Gnathology – bruxism and teeth grinding and jaw joint therapy

Gnathology has been rapidly developed only in the last two decades, although it has been known and practiced for over a century.

This is due to the fact that only recently, thanks also to neurophysiological research, it was demonstrated that the jaw and craniomandibular disorders play a role of primary importance in the genesis of postural problems and all the series of pathologies that can arise from any alteration of this complex system. A classical example is a muscle-tension headache that, even after the complicated diagnostic investigations and “traditional” farmacological treatment, is completely resolved only after a correct gnathological treatment.

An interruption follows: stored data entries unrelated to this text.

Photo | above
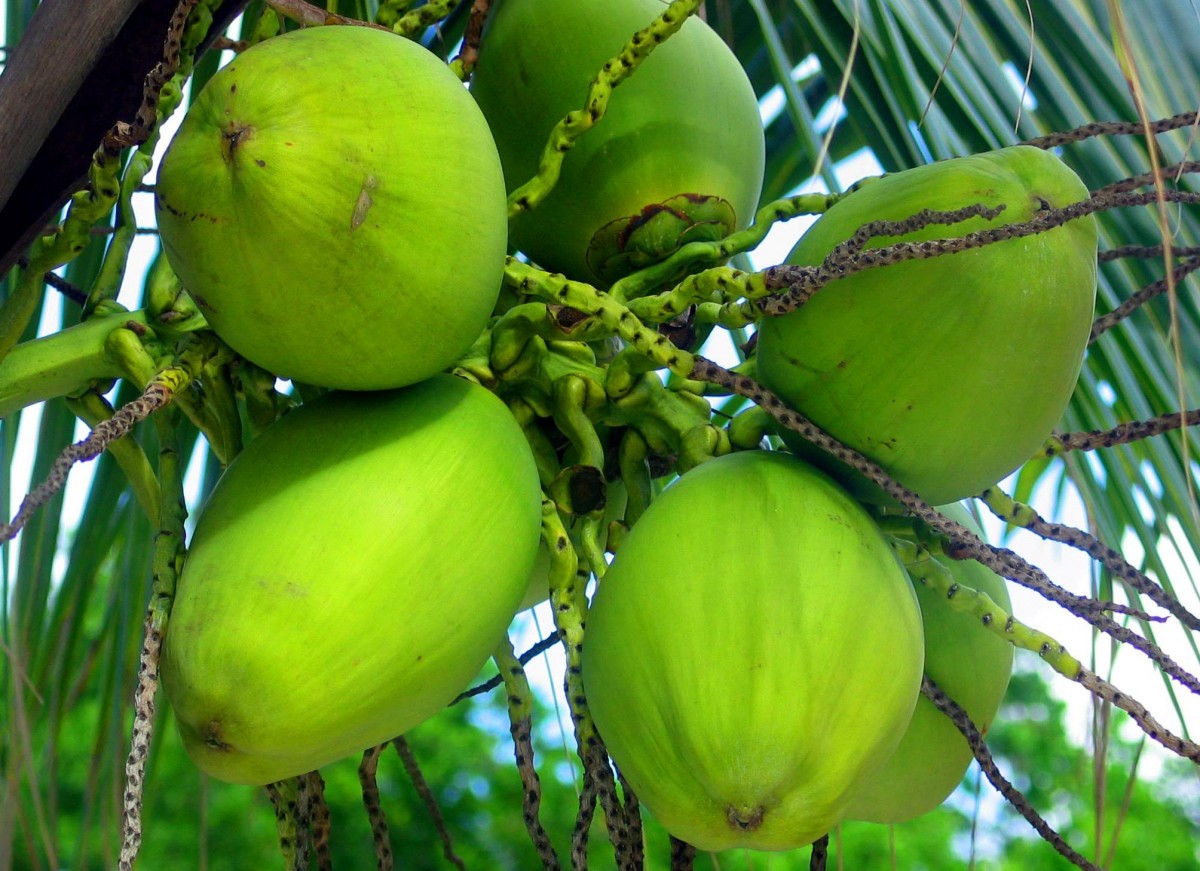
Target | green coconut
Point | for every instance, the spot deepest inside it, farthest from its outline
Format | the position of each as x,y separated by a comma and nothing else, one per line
353,570
678,156
335,205
972,666
948,372
753,654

Today, there are different schools of gnathology, but the pricipal aims are:

  • The identification of the correct cranio-mandibular relationship (the orthopedic physiological relationship between the mandible and maxilla),
  • Maintaining the correct positioning after dental intervention (a classic example is a filling: even a slight change in occlusal contacts can disturb the position),
  • Resetting the relationship cranio-mandibular in all those cases in which the efforts of the adaptive gnatological system consequently lead to a state of muscular tension and dysfunction.

In order to return to a proper neuro-muscular function and to free patients from using drugs and painkillers which they are often forced to take because of the great discomfort and pain they experience.


Bruxism is the grinding of the teeth and clenching of the inferior jaw against the superior one, which occurs mainly during sleep and followed by a noisy sound usually lasting for a few seconds.
Generally when the patient wakes up he doesn’t feel any trouble except in cases of intense bruxism when a painful sensation of the jaws could be felt.

The grinding, however, can create damage due to wear of the chewing surface of the teeth of the upper arch as well as of the lower arch, and in most of the cases it has been noticed by the dentist first. During the time bruxism can produce important changes of the teeth, pain in the temporomandibular joints, and if continued, may result in headaches or severe joint dysfunction. To prevent this outcome, an appropriate device called a splint, which can be produced in hard or soft plastic depending on the therapeutic indication, is used to protect the teeth from erosion at night. It is also used as a prosthodontic pretreatment to help us restore correct alignment of the dental arches.


The application of Botulinum Toxin (Botox® or Dentox® for Dentistry) is a simple, non-surgical procedure. The doctor will administer several tiny injections directly into the muscle to “paralyze” it. Therefore, the benefit of TMJ/TMD patients is the reduction in the number of clenching events and their intensity. This will reduce the destruction of teeth, gums and jaw joint, and reduce the discomfort and pain in the face and chewing muscles. Another possible benefit is that the botulinum toxin does not stay in the body indefinitely, so if there is an adverse effect it is only temporary. There is also the likely possibility that with frequent treatments, the injected muscles will atrophy allowing the patient to go longer and longer between treatments.